24 de outubro de 2008

Questão didática [1]

Mateus 23, 24, 25.

1. Destruição

Depois de 3 anos vagando sem destino pelo interior do país, o líder daquele bando finalmente caminhou convicto para a capital. Se ele fosse realmente quem esperavam, certamente estaria rumando para armar a grande reviravolta que livraria seu povo da opressão e os colocaria de novo em posição de destaque sobre todos as outras nações. Quando subiu as escadarias do templo, seu olhar penetrante revelava que tinha algo em mente, que estava às portas de iniciar o processo que culminaria na retomada do poder e controle da nação que havia sido escolhida por Deus. Ao menos era essa a expectativa de seus seguidores. Até que tudo começou a ruir.

Com convicção impressionante, a plenos pulmões, tomado daquela espécie de coragem e ousadia que faz todos se calarem, disparou como um arqueiro flechas certeiras sobre as autoridades religiosas da época. Bispos, apóstolos, profetas, pastores e líderes. Os ungidos do Senhor olhavam atônitos para aquele galileuzinho e sua corja de seguidores, enquanto ele disparava:

- Cobras venenosas! Caixões lacrados! Limpinhos por fora e por dentro apodrecidos!

Em poucos minutos o homem destruiu um importante referencial construido a duras penas por séculos de tradição religiosa.

- Vocês ainda querem ter homens como modelo de comportamento ético? - gritava o galileu aos seus discipulos nas entrelinhas. - Ainda querem criar um referencial humano que faça o trabalho por vocês? Ainda querem criar e reverenciar um segundo nível religioso onde possam colocar algumas pessoas para que se tornem seus intermediários? Querem apontar para eles e orgulharem-se deles pelo que são? Pois eu vou lhes mostrar o que eles são! Não são nada mais do que qualquer outro homem. Não são nada mais do que vocês mesmos. Vivem tão somente de aparência. Nada mais!

No final do discurso, saiu consternado. Enquanto atravessava os arcos e colunas do templo rumo a escadaria, ouviu o comentário de seus discípulos.

- É verdade, aqueles homens não valem um tostão. Mas veja que belo templo Senhor. Esse templo, esse local, esse culto que prestamos, essa liturgia toda, essa romaria, esse centro de poder, controle e unidade religiosa e social da nossa nação, esse lugar é lindo. É impressionante.

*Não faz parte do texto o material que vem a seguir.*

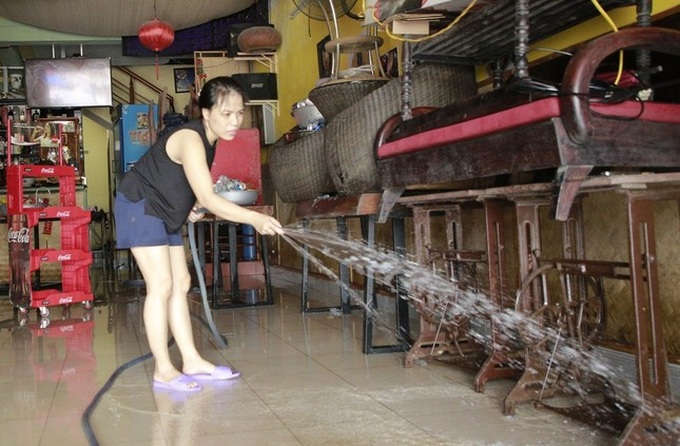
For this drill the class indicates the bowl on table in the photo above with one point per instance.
(240, 197)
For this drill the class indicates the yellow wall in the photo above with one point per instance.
(297, 73)
(297, 57)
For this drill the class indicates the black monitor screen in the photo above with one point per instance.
(69, 82)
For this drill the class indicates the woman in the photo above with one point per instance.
(167, 186)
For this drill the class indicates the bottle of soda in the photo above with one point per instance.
(18, 238)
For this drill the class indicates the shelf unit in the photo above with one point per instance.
(73, 254)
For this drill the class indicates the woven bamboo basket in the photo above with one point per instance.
(335, 96)
(351, 134)
(298, 169)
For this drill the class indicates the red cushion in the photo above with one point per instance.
(525, 114)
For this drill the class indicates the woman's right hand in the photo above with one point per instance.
(266, 225)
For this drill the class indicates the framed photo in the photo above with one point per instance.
(184, 77)
(324, 58)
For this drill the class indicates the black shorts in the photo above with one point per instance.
(135, 228)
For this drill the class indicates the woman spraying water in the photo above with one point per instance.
(167, 186)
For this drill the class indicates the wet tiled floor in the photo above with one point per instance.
(305, 381)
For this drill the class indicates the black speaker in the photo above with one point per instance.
(258, 86)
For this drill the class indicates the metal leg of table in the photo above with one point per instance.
(401, 306)
(345, 302)
(218, 280)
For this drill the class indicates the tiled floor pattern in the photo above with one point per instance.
(305, 381)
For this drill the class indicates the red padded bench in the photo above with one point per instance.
(568, 132)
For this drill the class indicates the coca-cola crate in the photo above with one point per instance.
(39, 256)
(52, 297)
(71, 216)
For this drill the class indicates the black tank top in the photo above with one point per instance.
(162, 182)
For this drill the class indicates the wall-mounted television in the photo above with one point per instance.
(74, 82)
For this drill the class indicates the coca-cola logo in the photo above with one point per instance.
(18, 236)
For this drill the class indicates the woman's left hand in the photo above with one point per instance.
(195, 215)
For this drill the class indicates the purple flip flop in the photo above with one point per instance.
(221, 373)
(182, 383)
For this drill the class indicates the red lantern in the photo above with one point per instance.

Com um longo suspiro, sem desviar os olhos do horizonte, o mestre balbucia entre os dentes:

- Disso tudo, não vai restar pedra sobre pedra!

As palavras penetram como espada a alma de seus seguidores. Não bastava ao rabi destruir todo o referencial humano. Ele precisava ir mais longe. Destruiu também, em uma única frase murmurada, 4 mil anos de história. Arrancou a bóia da mão do náufrago à deriva e o abandonou sozinho na imensidão do mar. Não há referencial físico. Não há tradição religiosa. Costumes e crenças. Peregrinações e rituais. Sem o templo, tudo isso desaparece. O silêncio toma conta do grupo que ruma para o cume do monte das Oliveiras, já do lado de fora do muro da grande cidade. Mas o assunto não para por aí. No cume do morro e ainda tomados de pavor, seus seguidores, atordoados com a imensidão vazia do horizonte que se descortinava diante deles, indagam ao mestre:

- Quando? Quando isso vai acontecer?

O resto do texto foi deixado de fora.